Content Warnings: Self-deprecation, body dysmorphia
Hello friend,
I hope you are doing well and that this letter finds you well. I hope by writing this, I can maybe help someone else. I feel like I have never really been happy with myself. Every moment I can think back to, I know I was thinking about what I could do to be better; whether it be academically, physically, or socially.
Ever since I can remember, I have always been physically self-conscious about something; whether it be my skin, hair, or especially body. I have always had issues truly accepting myself for who I am. I feel like I have always had something to pick on myself about, no matter what age I was. This made me feel like I am not good enough or that other people will start to think this stuff about me too.
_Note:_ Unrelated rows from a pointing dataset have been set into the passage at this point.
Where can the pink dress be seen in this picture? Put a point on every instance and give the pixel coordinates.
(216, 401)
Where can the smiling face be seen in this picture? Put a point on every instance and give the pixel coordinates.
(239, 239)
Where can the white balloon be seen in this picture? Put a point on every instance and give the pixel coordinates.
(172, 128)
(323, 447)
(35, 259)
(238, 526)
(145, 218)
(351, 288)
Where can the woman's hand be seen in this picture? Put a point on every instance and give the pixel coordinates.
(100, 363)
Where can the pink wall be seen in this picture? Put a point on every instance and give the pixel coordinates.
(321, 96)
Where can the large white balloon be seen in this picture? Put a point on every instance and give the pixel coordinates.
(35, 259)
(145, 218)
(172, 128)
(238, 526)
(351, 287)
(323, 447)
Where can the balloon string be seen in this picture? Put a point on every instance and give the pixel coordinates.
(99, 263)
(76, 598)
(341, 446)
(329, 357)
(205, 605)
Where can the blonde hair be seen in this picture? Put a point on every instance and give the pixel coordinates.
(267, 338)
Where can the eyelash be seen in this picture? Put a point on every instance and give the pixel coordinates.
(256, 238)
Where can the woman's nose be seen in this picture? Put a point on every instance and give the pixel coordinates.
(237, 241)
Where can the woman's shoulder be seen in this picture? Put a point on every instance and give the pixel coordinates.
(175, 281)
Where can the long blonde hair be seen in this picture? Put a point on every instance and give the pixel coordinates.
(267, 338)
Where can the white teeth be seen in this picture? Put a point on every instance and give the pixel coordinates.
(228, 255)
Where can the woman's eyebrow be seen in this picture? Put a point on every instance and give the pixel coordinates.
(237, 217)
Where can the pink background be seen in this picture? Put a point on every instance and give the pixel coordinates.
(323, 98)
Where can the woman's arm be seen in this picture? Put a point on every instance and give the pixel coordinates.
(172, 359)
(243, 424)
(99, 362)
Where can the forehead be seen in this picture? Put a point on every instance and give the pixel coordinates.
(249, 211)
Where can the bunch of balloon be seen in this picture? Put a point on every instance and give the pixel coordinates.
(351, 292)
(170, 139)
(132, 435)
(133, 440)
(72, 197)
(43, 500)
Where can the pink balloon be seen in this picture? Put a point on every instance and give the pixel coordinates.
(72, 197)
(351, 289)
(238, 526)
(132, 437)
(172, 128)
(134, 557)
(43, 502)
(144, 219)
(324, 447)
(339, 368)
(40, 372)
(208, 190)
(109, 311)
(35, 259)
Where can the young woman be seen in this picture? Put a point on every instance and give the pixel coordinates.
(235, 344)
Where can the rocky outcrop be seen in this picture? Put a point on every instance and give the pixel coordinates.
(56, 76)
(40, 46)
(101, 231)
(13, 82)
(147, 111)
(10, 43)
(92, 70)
I feel like I have never been truly, completely happy with myself.
As I’ve grown older, I have realized no one cares about this as much as me. And if they do, why? Why would I care what someone thinks about me? They don’t truly know me or my personality, just what I look like on the outside. I have tried to make myself practice positive thinking and try to accept myself. I am still a work in progress but I know I can look back and see how far I’ve come.
My main point with this letter, as scattered as it may be, is to just try your best and love yourself. There is no one else that is you and that is special. I am sure anyone that is reading this has amazing qualities about them that they may not see, but I promise you everyone else does. We are all our own harshest critics. So I just ask, try and treat yourself like a friend. Think of how you would support a friend if they were being hard on themselves and try to start doing that for yourself.